I glanced over at the unmade bed then back to her. She had a ghost of a smile and I thought she was teasing.
“Unfortunately not,” I replied, opening a drawer and pulling out a soft shirt. “Are you?”
“Not really. I’m pretty tidy overall, but I never saw the point of making the bed every day if nobody else is in your room to see it.”
“I suppose…we would be in each other’s room to see it. If you are to share my room,” I said, offering her the shirt.
She touched it with her fingertips where it still dangled from mine.
“True,” she said, and her voice had softened, almost to a whisper.
Instead of accepting the shirt and backing away, she stood there, an arm’s length distant, gazing up at me.

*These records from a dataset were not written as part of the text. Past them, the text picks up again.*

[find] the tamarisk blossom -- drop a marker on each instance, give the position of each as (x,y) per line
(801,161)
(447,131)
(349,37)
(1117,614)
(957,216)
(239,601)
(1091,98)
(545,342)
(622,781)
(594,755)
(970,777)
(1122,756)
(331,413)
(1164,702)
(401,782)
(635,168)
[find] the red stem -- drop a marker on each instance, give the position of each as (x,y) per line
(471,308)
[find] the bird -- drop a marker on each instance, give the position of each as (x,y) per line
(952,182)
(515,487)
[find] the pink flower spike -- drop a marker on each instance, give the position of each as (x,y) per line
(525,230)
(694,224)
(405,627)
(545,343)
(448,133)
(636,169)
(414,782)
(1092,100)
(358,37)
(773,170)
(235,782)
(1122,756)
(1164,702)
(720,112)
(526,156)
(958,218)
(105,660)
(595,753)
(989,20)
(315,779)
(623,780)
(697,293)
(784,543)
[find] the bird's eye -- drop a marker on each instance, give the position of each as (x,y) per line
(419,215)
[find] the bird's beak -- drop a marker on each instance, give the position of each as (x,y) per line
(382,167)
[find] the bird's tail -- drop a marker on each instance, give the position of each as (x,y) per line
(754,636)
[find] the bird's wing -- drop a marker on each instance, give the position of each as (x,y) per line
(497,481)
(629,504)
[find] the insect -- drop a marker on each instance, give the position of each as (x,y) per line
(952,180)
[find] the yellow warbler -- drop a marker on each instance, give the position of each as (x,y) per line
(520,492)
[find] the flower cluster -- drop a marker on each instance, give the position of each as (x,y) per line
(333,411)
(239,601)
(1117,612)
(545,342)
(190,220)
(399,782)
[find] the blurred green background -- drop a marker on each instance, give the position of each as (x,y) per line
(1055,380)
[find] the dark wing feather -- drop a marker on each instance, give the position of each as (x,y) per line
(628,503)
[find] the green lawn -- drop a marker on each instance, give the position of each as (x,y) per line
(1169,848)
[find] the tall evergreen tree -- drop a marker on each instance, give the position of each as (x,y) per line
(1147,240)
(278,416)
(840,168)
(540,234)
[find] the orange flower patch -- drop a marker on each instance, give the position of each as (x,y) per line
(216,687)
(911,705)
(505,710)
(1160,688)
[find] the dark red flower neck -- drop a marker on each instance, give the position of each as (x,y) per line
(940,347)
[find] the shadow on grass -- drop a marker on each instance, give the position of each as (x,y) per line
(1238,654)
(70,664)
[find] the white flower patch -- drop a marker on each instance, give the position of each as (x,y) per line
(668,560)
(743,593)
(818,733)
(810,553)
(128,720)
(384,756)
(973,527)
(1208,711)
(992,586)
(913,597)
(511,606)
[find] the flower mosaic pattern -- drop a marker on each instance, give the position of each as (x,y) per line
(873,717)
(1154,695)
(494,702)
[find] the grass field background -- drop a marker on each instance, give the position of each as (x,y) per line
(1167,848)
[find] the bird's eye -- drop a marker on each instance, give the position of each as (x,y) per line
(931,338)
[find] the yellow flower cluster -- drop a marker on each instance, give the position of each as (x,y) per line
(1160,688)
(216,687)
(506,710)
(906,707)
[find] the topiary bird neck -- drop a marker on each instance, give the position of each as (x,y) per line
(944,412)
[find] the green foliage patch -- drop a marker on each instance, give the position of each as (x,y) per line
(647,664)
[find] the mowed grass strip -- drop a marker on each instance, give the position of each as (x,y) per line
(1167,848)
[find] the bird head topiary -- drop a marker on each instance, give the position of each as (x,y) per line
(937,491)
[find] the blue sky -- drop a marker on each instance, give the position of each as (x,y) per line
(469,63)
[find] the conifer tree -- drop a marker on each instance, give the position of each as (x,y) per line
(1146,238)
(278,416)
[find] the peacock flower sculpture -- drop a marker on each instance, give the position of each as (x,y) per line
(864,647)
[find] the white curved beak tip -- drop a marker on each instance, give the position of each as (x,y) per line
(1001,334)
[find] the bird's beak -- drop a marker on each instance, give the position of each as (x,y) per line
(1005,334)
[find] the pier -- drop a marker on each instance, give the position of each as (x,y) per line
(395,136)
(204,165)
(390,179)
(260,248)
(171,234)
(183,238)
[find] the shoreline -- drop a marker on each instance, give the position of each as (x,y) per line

Her expression behind her glasses was difficult to read, but she seemed to be staring at me with a mixture of apprehension and desire, overlayed by a softness that invited me to move in and draw her close. I swallowed hard, my mind racing as I contemplated if this was what she wanted—and then did exactly that.
Moved in.
Took her by the upper arms.
Gently tugged her close.
Her forearms were trapped between us. She still held the shirt, but it was forgotten as I brought my face towards hers.
“Delle,” I said, the word coming out in a husky whisper. It was a question. A question of whether I could do this. But it was also a warning. A warning that if she didn’t stop me, this was going to happen.
“Caide,” she breathed, and there was no warning to stop in her tone, no reluctance to proceed.
Thanking every deity in the Asterion pantheon, I groaned aloud and pressed my mouth against hers.